I am ready. I have seen my salvation and I am ready.
This is the sort of life we should all hope to live. Ready to leave this earth when our purpose is fulfilled. Ready to move into the next stage of our journey when we have experienced the completion of the expectation of our salvation.

We pray in our prayers during a funeral: let me so live as one who is ready to die. And enable us to die as those who go forth into life

Simeon knew something about this salvation he was expecting. It wasn’t a salvation that brought him a warm fuzzy feeling in his soul. Nor was it a song that would lodge in his heart and put a smile on his face. We have seen those types of salvation in our Christmas specials all month.
And those are wonderful moments of salvation.

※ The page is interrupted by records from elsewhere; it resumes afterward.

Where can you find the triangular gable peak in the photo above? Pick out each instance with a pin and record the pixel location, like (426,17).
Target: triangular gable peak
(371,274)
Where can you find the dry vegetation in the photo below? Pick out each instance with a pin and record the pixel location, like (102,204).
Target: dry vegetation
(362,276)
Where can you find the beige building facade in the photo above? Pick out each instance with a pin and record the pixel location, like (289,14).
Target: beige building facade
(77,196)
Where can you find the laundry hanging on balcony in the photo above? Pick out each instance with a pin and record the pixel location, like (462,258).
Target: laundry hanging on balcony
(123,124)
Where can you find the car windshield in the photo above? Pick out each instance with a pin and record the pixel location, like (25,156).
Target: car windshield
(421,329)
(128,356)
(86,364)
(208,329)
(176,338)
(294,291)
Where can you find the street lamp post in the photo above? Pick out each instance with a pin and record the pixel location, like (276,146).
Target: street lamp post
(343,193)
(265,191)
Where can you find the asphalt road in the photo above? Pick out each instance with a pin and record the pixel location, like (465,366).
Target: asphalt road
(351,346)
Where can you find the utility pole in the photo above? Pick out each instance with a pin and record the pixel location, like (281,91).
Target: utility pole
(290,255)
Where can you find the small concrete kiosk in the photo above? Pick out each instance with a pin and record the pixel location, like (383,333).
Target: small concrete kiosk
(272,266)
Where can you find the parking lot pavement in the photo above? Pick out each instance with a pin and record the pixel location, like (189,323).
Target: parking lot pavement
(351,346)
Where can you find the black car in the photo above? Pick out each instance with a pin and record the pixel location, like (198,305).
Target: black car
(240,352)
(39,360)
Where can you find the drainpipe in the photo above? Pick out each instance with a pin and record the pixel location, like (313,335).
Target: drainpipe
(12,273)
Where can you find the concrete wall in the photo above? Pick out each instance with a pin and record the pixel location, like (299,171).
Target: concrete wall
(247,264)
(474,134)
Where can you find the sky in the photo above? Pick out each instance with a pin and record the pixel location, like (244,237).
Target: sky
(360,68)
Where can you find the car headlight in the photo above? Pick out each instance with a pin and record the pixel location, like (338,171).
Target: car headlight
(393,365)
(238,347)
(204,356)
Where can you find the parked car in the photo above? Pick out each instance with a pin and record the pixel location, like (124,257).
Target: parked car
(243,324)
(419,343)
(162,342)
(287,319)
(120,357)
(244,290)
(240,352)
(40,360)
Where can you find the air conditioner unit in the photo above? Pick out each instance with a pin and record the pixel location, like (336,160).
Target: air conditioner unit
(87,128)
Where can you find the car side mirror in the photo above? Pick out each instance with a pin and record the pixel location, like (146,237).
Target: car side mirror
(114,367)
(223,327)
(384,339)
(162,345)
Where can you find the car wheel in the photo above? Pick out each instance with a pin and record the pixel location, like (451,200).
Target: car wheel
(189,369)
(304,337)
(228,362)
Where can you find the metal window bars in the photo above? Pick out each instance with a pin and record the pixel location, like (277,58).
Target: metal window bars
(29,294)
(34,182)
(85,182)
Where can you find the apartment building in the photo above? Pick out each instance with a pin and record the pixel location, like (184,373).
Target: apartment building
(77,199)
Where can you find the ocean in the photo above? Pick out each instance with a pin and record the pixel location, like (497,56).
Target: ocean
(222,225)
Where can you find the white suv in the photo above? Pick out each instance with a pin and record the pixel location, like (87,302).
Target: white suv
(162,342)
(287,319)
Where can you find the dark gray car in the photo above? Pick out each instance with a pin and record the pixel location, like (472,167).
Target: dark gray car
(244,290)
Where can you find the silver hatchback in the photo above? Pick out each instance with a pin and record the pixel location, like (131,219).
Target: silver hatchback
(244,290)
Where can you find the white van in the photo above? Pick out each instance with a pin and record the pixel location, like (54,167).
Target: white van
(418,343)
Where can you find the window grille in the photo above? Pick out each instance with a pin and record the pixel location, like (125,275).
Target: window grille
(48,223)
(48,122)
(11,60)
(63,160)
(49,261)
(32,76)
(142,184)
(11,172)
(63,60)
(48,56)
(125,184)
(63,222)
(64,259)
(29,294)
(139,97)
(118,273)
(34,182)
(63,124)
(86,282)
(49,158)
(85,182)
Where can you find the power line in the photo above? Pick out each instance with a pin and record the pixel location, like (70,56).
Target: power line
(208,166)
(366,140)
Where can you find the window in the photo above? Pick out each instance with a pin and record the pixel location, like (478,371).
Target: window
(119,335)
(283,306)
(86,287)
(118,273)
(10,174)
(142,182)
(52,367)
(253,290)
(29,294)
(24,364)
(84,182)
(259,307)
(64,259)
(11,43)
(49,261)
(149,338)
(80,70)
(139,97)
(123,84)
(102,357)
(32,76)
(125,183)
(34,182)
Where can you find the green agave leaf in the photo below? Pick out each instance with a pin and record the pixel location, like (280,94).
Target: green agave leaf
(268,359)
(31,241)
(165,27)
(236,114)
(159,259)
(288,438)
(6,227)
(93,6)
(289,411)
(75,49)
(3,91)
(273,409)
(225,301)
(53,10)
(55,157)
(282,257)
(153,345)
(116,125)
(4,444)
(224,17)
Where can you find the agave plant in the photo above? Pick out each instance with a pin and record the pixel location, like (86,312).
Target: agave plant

But Simeon saw a deeper more earth changing salvation. A more soul and spirit changing salvation. Not a happy ending, at least not an easy happy ending.
He saw a sword, opposition, a death, the rise and fall of empires and of stories and of expectations.
Yes, salvation will come through this tiny infant. Born to a poor family raised in a small village. Salvation will come, has come to the world through this one named Jesus. But, even though we expected great change when our salvation appeared,
the world wouldn’t change much.
Sin would continue to permeate the powers and principalities of the landscape. And war would continue to threaten the nations. Neighbors would continue to take each other to court. Families would continue to break apart. People would continue to be suspicious of each other. And personal sins would continue to beat us down.

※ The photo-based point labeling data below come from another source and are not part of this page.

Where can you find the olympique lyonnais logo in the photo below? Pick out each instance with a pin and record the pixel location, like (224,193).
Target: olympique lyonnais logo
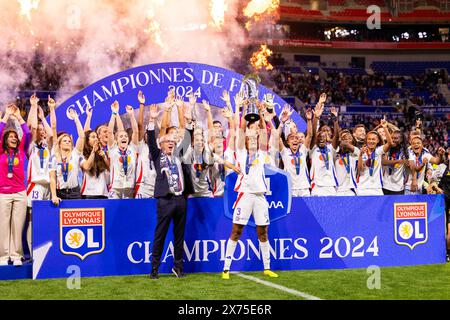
(411,223)
(82,231)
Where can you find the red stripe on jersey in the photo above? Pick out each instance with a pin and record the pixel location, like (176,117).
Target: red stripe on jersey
(238,199)
(30,188)
(240,182)
(84,183)
(30,171)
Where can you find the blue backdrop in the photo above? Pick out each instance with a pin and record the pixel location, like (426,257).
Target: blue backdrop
(155,80)
(318,233)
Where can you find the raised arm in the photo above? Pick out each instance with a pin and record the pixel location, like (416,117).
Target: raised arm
(87,124)
(336,129)
(440,158)
(228,114)
(81,135)
(165,121)
(388,143)
(134,126)
(112,122)
(151,135)
(47,128)
(52,106)
(309,116)
(207,108)
(318,110)
(262,128)
(32,120)
(87,165)
(141,128)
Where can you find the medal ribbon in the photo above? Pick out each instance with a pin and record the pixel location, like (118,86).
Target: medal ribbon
(11,162)
(124,157)
(324,152)
(65,169)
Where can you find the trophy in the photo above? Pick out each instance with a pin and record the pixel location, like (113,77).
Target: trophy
(250,88)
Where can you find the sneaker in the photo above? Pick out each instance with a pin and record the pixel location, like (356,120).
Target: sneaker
(17,263)
(178,272)
(154,274)
(270,273)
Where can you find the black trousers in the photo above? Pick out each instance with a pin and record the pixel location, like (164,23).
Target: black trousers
(393,193)
(169,208)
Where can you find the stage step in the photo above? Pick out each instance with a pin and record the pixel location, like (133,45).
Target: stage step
(14,273)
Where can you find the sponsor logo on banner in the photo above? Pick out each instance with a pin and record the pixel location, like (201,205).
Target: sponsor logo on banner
(278,196)
(82,231)
(411,223)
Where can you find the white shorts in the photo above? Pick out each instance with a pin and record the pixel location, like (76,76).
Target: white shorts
(410,193)
(127,193)
(249,203)
(144,191)
(37,192)
(301,193)
(370,192)
(319,191)
(345,192)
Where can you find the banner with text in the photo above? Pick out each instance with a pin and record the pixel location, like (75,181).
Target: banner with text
(155,80)
(115,237)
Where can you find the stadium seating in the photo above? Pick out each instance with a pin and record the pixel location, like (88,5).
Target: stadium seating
(346,71)
(408,68)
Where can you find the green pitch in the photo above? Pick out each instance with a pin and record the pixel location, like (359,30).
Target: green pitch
(419,282)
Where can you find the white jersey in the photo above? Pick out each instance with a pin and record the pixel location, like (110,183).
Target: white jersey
(120,179)
(199,165)
(252,179)
(67,170)
(394,175)
(218,172)
(346,170)
(39,164)
(95,186)
(322,172)
(295,164)
(371,175)
(145,173)
(418,160)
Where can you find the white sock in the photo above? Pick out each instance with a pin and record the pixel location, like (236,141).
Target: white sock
(265,254)
(231,246)
(29,239)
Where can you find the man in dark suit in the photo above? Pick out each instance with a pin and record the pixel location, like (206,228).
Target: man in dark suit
(172,186)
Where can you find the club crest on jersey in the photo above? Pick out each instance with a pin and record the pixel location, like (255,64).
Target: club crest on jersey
(411,223)
(82,231)
(278,196)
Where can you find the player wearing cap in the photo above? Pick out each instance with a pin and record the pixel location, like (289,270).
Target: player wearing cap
(370,180)
(251,186)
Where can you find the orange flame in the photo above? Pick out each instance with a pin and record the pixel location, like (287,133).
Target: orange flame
(26,6)
(256,8)
(218,9)
(259,58)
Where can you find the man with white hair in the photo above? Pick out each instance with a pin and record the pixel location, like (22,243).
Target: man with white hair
(173,184)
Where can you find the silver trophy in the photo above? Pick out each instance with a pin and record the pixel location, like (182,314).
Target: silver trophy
(250,86)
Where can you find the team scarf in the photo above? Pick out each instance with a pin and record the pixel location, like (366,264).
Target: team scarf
(394,156)
(41,147)
(370,162)
(11,158)
(124,157)
(324,152)
(65,169)
(248,163)
(172,173)
(296,157)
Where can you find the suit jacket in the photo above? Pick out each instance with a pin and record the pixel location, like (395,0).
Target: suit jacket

But Simeon wasn’t lying when he declared: I have seen salvation. I am holding the salvation of the world.

For Simeon’s immortal words: now dismiss me, now release me will be echoed again when we encounter the cross: Jesus himself will fulfill his purpose at his death saying to God: it is finished. Into Thy hands I commend my spirit.

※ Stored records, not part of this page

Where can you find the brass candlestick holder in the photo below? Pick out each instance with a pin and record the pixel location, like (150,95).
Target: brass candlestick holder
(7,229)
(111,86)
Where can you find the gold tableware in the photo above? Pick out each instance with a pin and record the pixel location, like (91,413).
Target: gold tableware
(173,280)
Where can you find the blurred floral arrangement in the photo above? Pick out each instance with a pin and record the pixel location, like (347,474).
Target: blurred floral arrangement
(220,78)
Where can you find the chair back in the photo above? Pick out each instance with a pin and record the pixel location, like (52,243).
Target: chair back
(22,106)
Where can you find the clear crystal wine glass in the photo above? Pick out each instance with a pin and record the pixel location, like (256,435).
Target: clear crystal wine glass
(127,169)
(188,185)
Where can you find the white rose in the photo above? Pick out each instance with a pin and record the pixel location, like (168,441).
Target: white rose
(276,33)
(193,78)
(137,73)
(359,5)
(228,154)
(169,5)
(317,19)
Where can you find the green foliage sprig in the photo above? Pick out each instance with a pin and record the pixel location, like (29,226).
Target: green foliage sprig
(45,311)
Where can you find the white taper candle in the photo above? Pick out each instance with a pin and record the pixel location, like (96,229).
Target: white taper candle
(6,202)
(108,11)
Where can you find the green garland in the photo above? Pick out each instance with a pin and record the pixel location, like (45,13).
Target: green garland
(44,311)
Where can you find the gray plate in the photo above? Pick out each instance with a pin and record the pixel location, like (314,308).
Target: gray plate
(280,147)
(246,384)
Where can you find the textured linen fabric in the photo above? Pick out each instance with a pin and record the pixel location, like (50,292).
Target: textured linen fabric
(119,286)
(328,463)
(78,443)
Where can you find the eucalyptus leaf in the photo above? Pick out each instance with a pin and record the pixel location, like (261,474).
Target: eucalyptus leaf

We weren’t expecting that.
This tiny infant will become a man whom we will crucify. Because he dared to bring a salvation to the world that we were not expecting. It is NOT the salvation that we wanted. We wanted a king to wipe out our enemies; we wanted a savior that would destroy those who destroy us. We wanted a man of power and might who would stand on the pinnacles of heaven and earth and say: these are my people, don’t mess with them.
We wanted a happy ending, at least.

But what we got was a salvation that required a death, so that all death could be defeated. So that anything WE ever did do, will do or might think of doing; anything that would destroy another, would in fact itself be destroyed. It wasn’t our enemies that we needed salvation from, it was ourselves. We needed saving from ourselves.

We weren’t expecting that.

Unlike my gift, the Gift of the Savior of the World didn’t come clearly labeled. We have to have the eyes and heart and expectation of Simeon to be able to see it. To be willing to unwrap it and accept it for what it is, the Salvation that we need. To believe that Jesus is the Savior of the world is one thing. To believe that he is the Savior that we need, is another.

The Savior that we need is a Savior who will live the messy, dirty life with us. The Savior that we need is a Savior who will go to family functions with us and prompt us to bring peace rather than drama. The Savior that we need is a Savior who will walk with us through our dark valleys and stand with us on our joy filled mountaintops bringing meaning and purpose to both.
To believe that a purposeful, benign Creator created the universe is one thing. To believe that this Creator took on human flesh, accepted death and mortality, was tempted, betrayed, broken so that he could walk with us and know us all because God loves us, is quite another.

It is not the gift we were expecting. But it is the gift we have received. May this year of our Lord, 2015, by the year that you open fully the gift of Salvation for yourselves for the sake of your world.

(in the package, clearing labeled, was an electric, rechargeable chainsaw.)